Writing the Next Chapter



   81% of the population want to write a book in their lifetime, but the majority never find time. Four eighth graders have defied the status quo and are in the process of writing complete novels before they have even reached high school.

   The “Percy Jackson” series and writing are two things eighth grader Reeya Vashischta has always been interested in. She has decided to tackle her own 400 page book (tentatively titled “Torn”) involving a girl who discovers her real parents are actually Roman gods and sets out on a quest to find them.

   “I really like Rick Riordan because he has written so many books about Greek mythology and has also tied it into Roman mythology. I love the mix of the two because they go together so well,” Vshista said.

   Vashischta faced many obstacles throughout the process. Through writing five different versions of the same book, she has struggled with the main idea, grammar, characters, and more.

   “I have trouble with the characters because I have to make them so that you can connect with them in real life,” Vashischta said. “I really want my readers to connect with my characters, but that has
been a struggle.”

   She is finally revising her final draft and hopes to publish it by next year.

   Two years ago, eighth grader Sarah Feng successfully published her first book “Beneath” about a girl named Katherine who one day wakes up as a mermaid and travels into a mysterious new underwater world. In sixth grade, Feng was inspired to write this book after taking part in a production of “The Little Mermaid.” She has known that she is interested in writing from a very young age, so writing a book was a challenge she was eager to face.

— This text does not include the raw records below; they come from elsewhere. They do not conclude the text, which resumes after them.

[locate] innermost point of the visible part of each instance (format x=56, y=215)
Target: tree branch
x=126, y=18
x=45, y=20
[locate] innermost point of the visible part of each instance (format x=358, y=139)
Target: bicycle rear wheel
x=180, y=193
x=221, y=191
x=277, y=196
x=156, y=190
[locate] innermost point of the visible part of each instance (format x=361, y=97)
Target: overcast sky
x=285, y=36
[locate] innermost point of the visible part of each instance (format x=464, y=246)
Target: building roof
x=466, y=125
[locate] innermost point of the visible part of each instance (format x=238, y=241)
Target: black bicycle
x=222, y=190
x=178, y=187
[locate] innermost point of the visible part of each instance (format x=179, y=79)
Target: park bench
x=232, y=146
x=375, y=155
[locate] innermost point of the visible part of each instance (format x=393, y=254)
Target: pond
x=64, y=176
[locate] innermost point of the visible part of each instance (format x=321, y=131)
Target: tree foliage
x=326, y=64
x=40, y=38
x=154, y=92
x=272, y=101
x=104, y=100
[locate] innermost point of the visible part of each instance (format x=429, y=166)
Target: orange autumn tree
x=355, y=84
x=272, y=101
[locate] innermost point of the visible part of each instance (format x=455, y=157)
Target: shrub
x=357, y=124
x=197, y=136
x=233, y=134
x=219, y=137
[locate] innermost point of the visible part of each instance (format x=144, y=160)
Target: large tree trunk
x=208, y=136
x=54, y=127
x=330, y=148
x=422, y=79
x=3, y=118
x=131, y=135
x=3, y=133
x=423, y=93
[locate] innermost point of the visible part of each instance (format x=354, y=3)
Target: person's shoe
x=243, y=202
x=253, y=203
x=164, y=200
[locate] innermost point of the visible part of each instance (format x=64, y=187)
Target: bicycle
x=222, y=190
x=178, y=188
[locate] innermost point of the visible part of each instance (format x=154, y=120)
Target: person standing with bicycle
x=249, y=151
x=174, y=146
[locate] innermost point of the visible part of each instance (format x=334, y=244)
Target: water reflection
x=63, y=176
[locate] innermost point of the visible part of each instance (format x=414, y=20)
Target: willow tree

   “In class, there is a prompt that you have to follow and get a grade on, so you have to try really hard. But writing a book is really fun, because it is like your own world,” Feng said.

   “Beneath” is available for purchase on Amazon and iBooks and has received a lot of positive feedback. One reviewer wrote how she “personally fell in love with this book” and Feng has “inspired [her] to be free and to be loyal to others in need.” Another reviewer remarks that “she managed to write a book that was complete and complex – and held my attention.”

   While Feng will not reveal any details, she is already engrossed in a new novel, so be on the lookout.

   “I was an editor on Sarah’s book; when I saw how good it was, I wanted to write one on my own.” eighth grader Carter Brady said.

   While Brady is not as inspired to write about mermaids like Feng, he is fascinated by apocalyptic times like in his favorite book, “Redwall.” His book deals with teenagers trying to rescue their missing friend from a dangerous world where robots are taking over.

   Brady is still in the beginning phases of writing and is just now realizing what it takes to become an author. He already scrapped a different fantasy novel after experiencing writer’s block, but he is optimistic about finishing this book as soon as he can.

   Brady’s twin, eighth grader Reilly Brady, is also taking on, not one, but two books. “Lost” is about a boy who leaves his house and needs to find a new family, and “Modern Mythology” involves Greek mythology.

   In her writing, Reilly Brady imitates the style of one of the seventh grade literature readings called “The House on Mango Street” by Sandra Cisneros. She plans to break up one of her books into little vignettes much like Cisneros.

   Unlike the other eighth graders, Reilly Brady does not struggle with writer’s block but is instead challenged by getting all of her ideas onto paper.

   “Getting all the details down and explaining everything is hard because they are in my head but sometimes I can’t get them into words,” Reilly Brady said.

   Reilly Brady enjoys being able to use her imagination when writing a book instead of having to follow guidelines like in class.